A way to do it is,with a cover,like tarp or something that can hold in a little heat and it doesn’t have to be that much.Then string old fashioned incandescent lamps in the branches or even a small space heater on the ground.
Hello fellow fruit growers! I live in Kirkland, WA and have been a long-time follower of this site and finally decided to create an account and join the conversation.
I’m growing apples, blueberries, raspberries, bush cherries and grapes. I also have a Yuzu that’s been fine through the last 3 winters (grown a lot, but hasn’t produced any fruit) plus a Meyer lemon and a Bearss lime that do produce well, but also keep trying to die.
I planted a Seneca and a Geneva Mirabelle plum last year - but the latter died after the crazy heatwave we had, so now my Seneca is without a pollinating partner I’ve never tried grafting, but thinking about taking the plunge this year.

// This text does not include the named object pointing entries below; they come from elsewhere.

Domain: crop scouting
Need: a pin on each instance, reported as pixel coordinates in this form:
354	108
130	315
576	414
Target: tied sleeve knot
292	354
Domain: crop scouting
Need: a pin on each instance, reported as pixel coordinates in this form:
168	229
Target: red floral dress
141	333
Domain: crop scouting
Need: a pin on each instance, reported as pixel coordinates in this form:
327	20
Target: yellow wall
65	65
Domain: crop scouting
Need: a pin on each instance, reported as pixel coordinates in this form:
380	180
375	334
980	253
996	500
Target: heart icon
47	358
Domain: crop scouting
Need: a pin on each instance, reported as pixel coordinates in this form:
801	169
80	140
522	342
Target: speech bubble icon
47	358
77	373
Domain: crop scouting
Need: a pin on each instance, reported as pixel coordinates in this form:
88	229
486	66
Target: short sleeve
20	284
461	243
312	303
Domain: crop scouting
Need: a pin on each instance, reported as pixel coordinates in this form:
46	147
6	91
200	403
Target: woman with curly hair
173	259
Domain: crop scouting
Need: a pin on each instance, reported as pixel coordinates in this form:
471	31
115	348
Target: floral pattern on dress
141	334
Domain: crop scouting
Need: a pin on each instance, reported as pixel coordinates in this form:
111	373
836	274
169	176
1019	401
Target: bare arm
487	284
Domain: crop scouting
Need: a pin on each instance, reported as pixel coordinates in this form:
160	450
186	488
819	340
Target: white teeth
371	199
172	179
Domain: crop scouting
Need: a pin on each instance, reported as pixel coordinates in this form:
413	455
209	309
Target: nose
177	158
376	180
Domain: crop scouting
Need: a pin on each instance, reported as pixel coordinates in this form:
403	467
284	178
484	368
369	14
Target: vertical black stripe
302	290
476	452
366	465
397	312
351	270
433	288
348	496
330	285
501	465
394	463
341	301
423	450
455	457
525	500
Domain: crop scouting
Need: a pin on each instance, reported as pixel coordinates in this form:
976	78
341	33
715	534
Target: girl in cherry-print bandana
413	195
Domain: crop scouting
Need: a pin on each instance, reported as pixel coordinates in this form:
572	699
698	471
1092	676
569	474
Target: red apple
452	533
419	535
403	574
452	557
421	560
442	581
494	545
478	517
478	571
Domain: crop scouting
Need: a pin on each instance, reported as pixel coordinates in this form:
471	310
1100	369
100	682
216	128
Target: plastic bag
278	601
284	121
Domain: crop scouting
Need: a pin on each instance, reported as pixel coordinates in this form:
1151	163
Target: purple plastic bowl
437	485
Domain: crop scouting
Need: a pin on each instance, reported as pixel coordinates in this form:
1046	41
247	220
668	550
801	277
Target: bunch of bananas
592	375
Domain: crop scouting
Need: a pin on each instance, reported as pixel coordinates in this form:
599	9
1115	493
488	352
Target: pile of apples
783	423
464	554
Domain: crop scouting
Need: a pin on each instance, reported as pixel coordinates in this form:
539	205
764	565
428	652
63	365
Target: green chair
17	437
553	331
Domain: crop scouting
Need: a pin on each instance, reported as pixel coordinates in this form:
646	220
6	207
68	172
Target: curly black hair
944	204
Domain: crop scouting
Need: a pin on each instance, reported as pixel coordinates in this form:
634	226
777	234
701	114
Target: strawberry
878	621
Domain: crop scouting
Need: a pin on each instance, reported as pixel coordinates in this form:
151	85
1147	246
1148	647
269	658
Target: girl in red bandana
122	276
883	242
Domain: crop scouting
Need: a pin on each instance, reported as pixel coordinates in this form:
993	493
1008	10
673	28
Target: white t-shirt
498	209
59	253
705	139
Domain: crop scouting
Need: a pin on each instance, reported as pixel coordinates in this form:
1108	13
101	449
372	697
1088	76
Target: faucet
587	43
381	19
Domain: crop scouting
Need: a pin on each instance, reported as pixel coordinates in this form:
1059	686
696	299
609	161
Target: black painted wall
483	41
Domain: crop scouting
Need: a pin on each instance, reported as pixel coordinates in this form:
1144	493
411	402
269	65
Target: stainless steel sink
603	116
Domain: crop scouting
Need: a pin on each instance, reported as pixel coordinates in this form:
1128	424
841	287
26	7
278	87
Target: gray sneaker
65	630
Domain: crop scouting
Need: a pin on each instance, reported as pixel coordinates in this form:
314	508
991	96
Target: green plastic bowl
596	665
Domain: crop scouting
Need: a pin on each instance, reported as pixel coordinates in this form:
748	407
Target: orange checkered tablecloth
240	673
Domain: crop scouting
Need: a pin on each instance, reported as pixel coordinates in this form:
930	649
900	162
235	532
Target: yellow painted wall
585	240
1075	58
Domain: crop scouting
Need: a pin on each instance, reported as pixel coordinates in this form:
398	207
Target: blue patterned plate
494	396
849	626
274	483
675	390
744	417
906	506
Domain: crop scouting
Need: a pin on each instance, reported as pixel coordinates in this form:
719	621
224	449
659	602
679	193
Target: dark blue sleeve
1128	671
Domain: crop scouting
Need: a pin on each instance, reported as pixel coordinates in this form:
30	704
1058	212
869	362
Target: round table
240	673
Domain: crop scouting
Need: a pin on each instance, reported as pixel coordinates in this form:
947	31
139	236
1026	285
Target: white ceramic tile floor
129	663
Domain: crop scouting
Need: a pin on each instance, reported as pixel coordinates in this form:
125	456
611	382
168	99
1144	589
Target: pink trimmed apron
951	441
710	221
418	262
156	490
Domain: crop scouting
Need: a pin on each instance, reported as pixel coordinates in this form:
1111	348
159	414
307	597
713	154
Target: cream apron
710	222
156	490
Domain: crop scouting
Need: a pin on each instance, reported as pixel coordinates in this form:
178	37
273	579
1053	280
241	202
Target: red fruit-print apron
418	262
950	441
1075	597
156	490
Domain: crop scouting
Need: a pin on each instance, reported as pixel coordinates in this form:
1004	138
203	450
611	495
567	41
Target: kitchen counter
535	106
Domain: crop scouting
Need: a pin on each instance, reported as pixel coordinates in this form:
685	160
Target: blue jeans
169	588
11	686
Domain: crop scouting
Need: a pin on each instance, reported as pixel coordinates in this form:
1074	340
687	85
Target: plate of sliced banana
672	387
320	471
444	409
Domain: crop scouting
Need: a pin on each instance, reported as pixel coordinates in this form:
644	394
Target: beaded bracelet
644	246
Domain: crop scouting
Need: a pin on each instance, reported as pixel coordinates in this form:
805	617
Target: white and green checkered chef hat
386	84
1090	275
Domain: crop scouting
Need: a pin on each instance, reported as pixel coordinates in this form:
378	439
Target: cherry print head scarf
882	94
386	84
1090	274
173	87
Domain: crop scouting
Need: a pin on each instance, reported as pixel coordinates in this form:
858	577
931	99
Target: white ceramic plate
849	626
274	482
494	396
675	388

What’s the best time to graft plums in the Seattle area and which variety do folks recommend (my preference is for disease resistant, sweet, freestone plums for fresh eating - leaning towards either a Mirabelle plum or a Green gage)?
February and late-winter daily snow record for Portland, 22 Feb 2023: 10.8" at airport station KPDX.
In the city, where people live, 6-8 inches was common.
This is also #2 monthly total for February, more snow in forecast, possible to beat 1949’s 13.2".
Our winter average is under 5" and the % of snow occurrence for 22Feb was 2%.
Nearby Washougal, WA, reported 17 inches, this is in Murky’s neck of the woods.
We only got a bit here in Seattle, and it melted fast. I’m happy that the low this morning was only around 24°F, not 10 degrees colder like the models were threatening a few days ago.